Dan La Botz is correct in his criticism of the "revolutionary" groups to
the "left" of DSA - groups like PSL and Answer - which  he says correctly
have for years supported the Iranian regime. For whatever reason, La Botz
doesn't mention one of the most influential "peace and freedom" groups to
the right of DSA - Code Pink - who have played a despicable role regarding
Iran. They organized several Iran government coordinated tours of Iran
which that government used to try to legitimize itself domestically. Nor
has Code Pink ever spoken up to support the Woman Life Freedom movement.
The same is true of the Green Party.

But La Botz leaves out an even more crucial fact: DSA itself is guilty of
the same failing. "Silence means assent" and in all the years prior to this
war, DSA has never spoken up on behalf of that same struggle against the
Iran regime. The DSA international committee has been handed exclusive
power to issue statements on international issues. That committee has taken
a soft Putin apologist position time and again, for instance regarding
Ukraine. On February 26, the International Committee issued a statement
<https://www.dsausa.org/statements/dsa-stands-against-imperialist-war-and-with-the-iranian-people/>
denouncing the US-Israeli imperialist attack on Iran. To my knowledge that
is the first statement DSA has officially made concerning Iran. I have been
unable to find anything from DSA during the Woman Life Freedom movement or
more recently when the Iran regime was slaughtering people in the streets
again. That approach seems to reflect a general attitude among many
members. I have posted a series of articles and comments on the DSA
internal discussion bulletin board. This was prior to the US-Israeli
assault. The response has been a uniform lack of interest in supporting the
Iran revolution. An open internal struggle against DSA's campist approach
in general and towards Iran in particular is necessary. Unfortunately, La
Botz leaves that part out.

La Botz calls for DSA to reach out to and work with No Kings and similar
groups. He is right, but again the matter should go further. All of these
groups organize from the top down. There should be democratically-run
organizing committees established for all the events. Within agreed-upon
parameters, all different points of view should be allowed representation
on the speakers platforms. That includes open socialist views, so long as
they aren't of the campist variety. The problem is that at least in my area
- East Bay DSA - DSA itself is not democratically run. General membership
meetings are run like cheer leading sessions. The agenda is set up in such
a way that there is almost no opening for democratic discussion and debate.

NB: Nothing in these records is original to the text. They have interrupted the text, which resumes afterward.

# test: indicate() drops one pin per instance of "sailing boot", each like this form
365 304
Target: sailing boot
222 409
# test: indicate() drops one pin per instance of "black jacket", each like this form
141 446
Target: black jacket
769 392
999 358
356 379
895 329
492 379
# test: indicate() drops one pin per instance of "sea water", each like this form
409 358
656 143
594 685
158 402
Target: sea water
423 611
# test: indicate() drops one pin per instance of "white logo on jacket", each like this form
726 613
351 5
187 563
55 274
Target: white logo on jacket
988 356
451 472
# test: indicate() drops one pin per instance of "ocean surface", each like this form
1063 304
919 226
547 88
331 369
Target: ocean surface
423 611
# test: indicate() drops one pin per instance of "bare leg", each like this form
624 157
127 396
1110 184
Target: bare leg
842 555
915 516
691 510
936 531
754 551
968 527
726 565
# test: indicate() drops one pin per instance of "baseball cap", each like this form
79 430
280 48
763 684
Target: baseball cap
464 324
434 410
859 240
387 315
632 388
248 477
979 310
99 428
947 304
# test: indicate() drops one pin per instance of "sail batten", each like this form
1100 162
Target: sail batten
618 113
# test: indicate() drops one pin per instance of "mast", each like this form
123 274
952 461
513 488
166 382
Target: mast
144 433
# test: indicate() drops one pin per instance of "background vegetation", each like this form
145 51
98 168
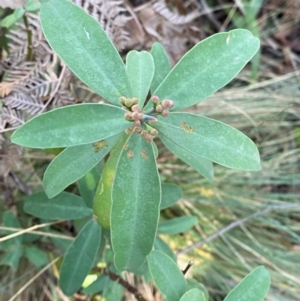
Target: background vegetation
245 218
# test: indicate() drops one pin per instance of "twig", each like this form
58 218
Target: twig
124 283
233 225
189 265
29 230
33 279
38 233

There is another power that La Botz neglects to mention. That is the labor
movement, which has been missing in action for many, many years in almost
all protest movements. Starting with the protests against the police murder
of Oscar Grant in Oakland and continuing to the George Floyd protests, the
unions were missing in action. I was in Ferguson a couple of days after
Michael Brown was killed. I talked with one member of the UAW there. He
told me that his local union president told him "this is not our battle,"
and in fact despite the fact that it seemed Ferguson's entire black
community had mobilized itself the unions were totally absent. Even in the
much ballyhooed so-called general strike in Minneapolis, the participation
of the unions was minimal at best. The same is in general true for the No
Kings protests. Here and there we see a few union signs or a tiny union
contingent. Symptomatic of the union leadership's approach is that their
web sites completely ignore the whole threat to democratic rights posed by
Trump. Again, the problem is that DSA is closely linked to the same union
leadership. In fact, representatives of that leadership - paid union
staffers - often play a key role in DSA. Those staffers will do everything
they can to divert any tendency to launch a campaign to change that
direction of the unions. That's what the staffers are hired and paid to do.

So, from every angle, for DSA to play the role that Dan La Botz poses, an
internal struggle within DSA is required, just as it is within the unions.
Let's hope that *this time* Dan La Botz won't shrink from that struggle!